I am biased since my 'home' cloud is AWS. It's what I am most familiar with and the cloud provider I chose early on in my career to specialize in. AWS offers a range of tools that simplify the use of machine learning for Generative AI. Unlike other providers, AWS focuses on providing tools to the end user (you) that let you build and train your own machine learning models. These tools are accessible to professionals without deep ML expertise, making it easier to implement and experiment with Generative AI models.
Next time you're in a conversation about ML and GenAI, you'll know some key AWS offerings:
- Amazon SageMaker: A fully managed service that provides every developer and data scientist with the ability to build, train, and deploy machine learning models quickly. SageMaker is particularly useful for Generative AI as it supports a broad set of ML models, including those used in generative tasks. The best part about this for new and experienced users alike is that it is fully managed. You don't have to worry about the underlying infrastructure that supports your requests. Check out some free tutorials and join the SageMaker team for 'Free Fridays' to learn more.

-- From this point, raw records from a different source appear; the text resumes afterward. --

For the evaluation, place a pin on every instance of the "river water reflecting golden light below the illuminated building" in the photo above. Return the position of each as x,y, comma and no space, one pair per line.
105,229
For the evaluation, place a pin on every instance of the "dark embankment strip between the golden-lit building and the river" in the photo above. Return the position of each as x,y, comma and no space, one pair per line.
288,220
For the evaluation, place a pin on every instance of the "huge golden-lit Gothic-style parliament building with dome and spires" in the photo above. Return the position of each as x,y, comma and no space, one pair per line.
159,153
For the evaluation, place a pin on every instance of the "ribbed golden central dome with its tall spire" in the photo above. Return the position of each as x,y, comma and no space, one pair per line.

- AWS DeepComposer: This is an innovative offering from AWS that allows users to create music using Generative AI. It uses Generative Adversarial Networks (GANs) to generate music based on input melodies. DeepComposer is a compelling example of how ML can be applied in creative fields. For those reading that have minimal coding skills or cloud knowledge but are musically proficient - you should definitely check out AWS DeepComposer. It's a very cool service to learn how to use and train ML models without having to write a single line of code!
- AWS DeepRacer: An autonomous 1/18th scale race car designed to test and expand your understanding of reinforcement learning (RL), a type of machine learning. DeepRacer provides a hands-on experience in training, evaluating, and tuning ML models. What's even cooler? If you get really invested into DeepRacer you can compete at our various tournaments for chances to win cool prizes! Check out pricing and how you can get involved for free for the first 30 hours.

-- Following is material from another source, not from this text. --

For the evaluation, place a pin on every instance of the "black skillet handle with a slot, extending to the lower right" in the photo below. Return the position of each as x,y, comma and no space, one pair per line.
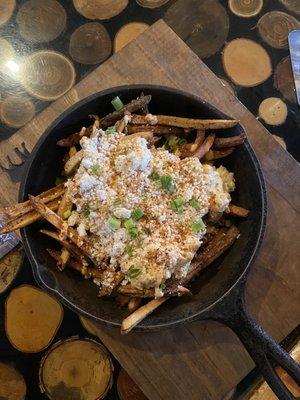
261,347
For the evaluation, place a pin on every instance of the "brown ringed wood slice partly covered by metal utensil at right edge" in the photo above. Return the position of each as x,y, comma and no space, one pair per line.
274,28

The future of Generative AI is incredibly exciting. But under the hood, it's relatively simple when we break things down. So remember, GenAI is a type of AI that can generate new content. It does this based on the underlying ML models that form the wide range of trained 'inputs' that it can draw on. Based on your prompts, GenAI will look at all of the data it has access to and generate a response it believes is the closest to your request. To get the best outcomes, you need to make sure your prompts are specific, defined, and as detailed as possible. As machine learning models become more sophisticated, more robust, and better trained the potential applications of Generative AI continue to grow. Don't let it grow without you! Spend the time now on learning how to craft prompts for tools like ChatGPT, MidJourney, and Scribe to build your skillsets before these services become common place.